Monday, October 25, 2010

Stamp collections!

Did that get yer attention?

Where's yer anorak?

No picture today, mere verbiage..

Tonight I attended the opening of a stamp collection!

http://www.joburg.org.za/culture/calendar/view/3708/54

It was totally unintentional, the last time I saw stamps was when some relative of elderly female persuasion gave me an 'album' and a 'starter pack' of stamps when I was knee-high to the letter box, but the missus works at the museum and had a hand in putting a few things together for this and I had to pick her up at work, sooooo...

However, this JH Curle collection got me thinking, and got me despondent on local 'culture' and modern 'lifestyle' all over again... Here is a collection of stuff, totally bloody unique, a collection of stamps from the beginnings of the Transvaal Republic, things I wouldn't look twice at, but the one fella who worked to put this together introduced it, was damnably passionate about it. Some fella came all the way from the U.K. to say a bit - to all of 15 folk that was there. 15....most of them connected to the museum in some way, how may folk would attend such an exhibition in the first world?

I was more interested in the occasional stuff around the stamps..photos, a post stone, a map of the Transvaal from 1877...detailed down the the tiniest hill, Johannesburg wasn't on it! The detailed map of Pretoria involved, perhaps 7X 9 blocks.... These stamps connected people before Johannesburg was even a thought. it was farms and sparkling tumbling streams...

In the introduction, the chap told how, in 'those' days, sending a letter involved a huge amount of effort. Finding out the postage, where and when and how..crikey, today we send an e-mail and think nothing of it...nothing! People went the extra mile to stay in touch, keep informed and inform others, something we take so much for granted now.I think I read gawdknows how many news stories, articles, blogs and numerous blather on Facebook and Twitter today, something that would have involved weeks and months back then. The chap who collected these stamps-JH Curle, would take a round trip of near two months to sail SA/ England to get one stamp.....

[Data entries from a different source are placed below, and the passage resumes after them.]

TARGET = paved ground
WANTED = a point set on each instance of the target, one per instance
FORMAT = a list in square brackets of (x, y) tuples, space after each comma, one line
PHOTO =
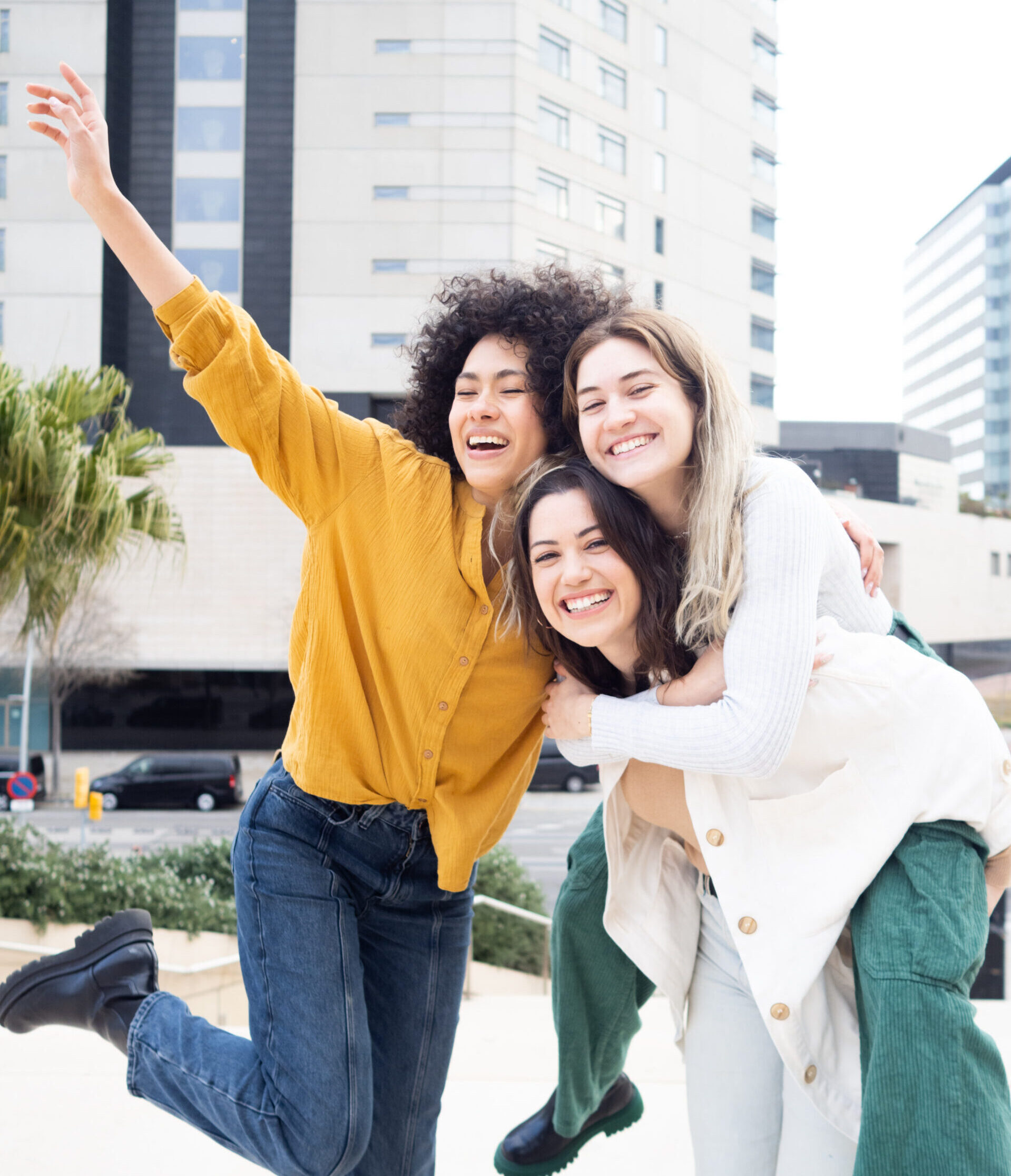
[(542, 832), (66, 1107)]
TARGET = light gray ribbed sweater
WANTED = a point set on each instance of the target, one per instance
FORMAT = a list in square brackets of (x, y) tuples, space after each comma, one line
[(798, 565)]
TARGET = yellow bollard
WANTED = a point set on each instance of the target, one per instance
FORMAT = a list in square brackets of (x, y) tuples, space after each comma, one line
[(83, 780)]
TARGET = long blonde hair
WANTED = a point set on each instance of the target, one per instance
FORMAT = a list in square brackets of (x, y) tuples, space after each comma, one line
[(718, 465)]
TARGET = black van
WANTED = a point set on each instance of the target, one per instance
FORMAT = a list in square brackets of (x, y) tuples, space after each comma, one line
[(172, 781), (555, 772), (8, 768)]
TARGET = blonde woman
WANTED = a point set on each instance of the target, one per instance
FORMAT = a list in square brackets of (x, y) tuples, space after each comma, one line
[(763, 560)]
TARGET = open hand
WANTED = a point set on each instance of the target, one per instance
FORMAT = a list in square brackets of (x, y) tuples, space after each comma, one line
[(81, 131)]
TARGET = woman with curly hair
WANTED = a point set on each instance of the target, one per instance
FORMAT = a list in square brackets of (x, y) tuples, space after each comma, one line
[(415, 732)]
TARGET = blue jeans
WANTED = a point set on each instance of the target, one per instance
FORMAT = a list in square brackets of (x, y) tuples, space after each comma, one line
[(354, 962)]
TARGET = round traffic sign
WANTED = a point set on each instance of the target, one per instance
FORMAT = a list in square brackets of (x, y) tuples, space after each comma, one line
[(23, 786)]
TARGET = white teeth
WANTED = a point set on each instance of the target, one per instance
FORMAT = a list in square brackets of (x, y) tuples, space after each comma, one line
[(632, 443), (582, 602)]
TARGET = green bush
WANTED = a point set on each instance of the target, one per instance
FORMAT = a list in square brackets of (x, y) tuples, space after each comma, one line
[(499, 937), (188, 890)]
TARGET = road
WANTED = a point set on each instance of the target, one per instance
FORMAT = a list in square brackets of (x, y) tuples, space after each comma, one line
[(541, 833)]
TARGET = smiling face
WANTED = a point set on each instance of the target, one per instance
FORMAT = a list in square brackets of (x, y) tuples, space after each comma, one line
[(586, 592), (636, 423), (495, 421)]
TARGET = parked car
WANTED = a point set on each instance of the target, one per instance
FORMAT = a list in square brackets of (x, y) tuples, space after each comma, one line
[(8, 768), (170, 781), (555, 772)]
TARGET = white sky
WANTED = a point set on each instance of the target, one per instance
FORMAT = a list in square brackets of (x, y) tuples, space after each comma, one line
[(894, 111)]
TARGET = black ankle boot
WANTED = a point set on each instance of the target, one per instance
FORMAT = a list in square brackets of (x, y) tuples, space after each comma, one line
[(99, 983), (536, 1149)]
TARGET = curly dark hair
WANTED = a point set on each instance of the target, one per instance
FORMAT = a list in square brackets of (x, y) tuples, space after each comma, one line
[(545, 311)]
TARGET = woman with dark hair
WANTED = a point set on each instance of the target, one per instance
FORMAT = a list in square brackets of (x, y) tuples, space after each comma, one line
[(415, 729), (888, 740), (653, 411)]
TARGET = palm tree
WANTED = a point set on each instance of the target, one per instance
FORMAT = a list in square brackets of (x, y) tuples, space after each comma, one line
[(77, 494)]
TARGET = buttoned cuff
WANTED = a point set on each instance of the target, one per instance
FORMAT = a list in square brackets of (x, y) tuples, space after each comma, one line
[(195, 326)]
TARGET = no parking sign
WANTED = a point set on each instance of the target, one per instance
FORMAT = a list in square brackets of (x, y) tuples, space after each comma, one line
[(23, 788)]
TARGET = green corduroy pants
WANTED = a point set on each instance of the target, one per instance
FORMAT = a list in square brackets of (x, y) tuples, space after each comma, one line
[(935, 1093)]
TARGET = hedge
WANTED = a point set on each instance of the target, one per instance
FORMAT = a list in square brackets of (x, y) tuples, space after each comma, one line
[(190, 890)]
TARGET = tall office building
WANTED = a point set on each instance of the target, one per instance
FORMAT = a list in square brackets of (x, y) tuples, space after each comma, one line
[(325, 164), (956, 335)]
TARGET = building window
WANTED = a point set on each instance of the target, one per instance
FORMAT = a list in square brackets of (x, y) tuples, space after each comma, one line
[(552, 193), (211, 58), (763, 52), (217, 269), (762, 391), (763, 278), (611, 150), (763, 165), (614, 275), (554, 52), (207, 199), (612, 84), (763, 221), (209, 129), (615, 18), (763, 108), (762, 333), (611, 216), (551, 254), (552, 123)]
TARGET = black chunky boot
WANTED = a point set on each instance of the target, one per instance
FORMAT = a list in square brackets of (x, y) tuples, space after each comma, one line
[(536, 1149), (98, 985)]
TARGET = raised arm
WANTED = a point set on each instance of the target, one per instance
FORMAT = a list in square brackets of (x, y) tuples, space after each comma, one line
[(82, 131)]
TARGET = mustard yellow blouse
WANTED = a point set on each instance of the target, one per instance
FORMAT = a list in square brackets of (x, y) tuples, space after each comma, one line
[(403, 692)]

I think the exhibition could've had a lot more in it, could've had better lighting, more stuff related to the main subject (its all there, sealed away in storerooms), a better setting than some partitioned off back area of the museum. I'm damnably sure a professional collector would cringe at the presentation of, what are purportedly very rare items, stuck up on boards underneath tacky plastic sheets. But that's all we can do, in Africa's biggest city, in its major museum - no budget, one or two curators yet sitting on a wealth of artifacts and documents that no-one will ever see..or really wants to.....

I don't know, stuff like this gets me thinking. It puts where we are now in such sharp perspective, we take it for granted and we abuse it in so many ways.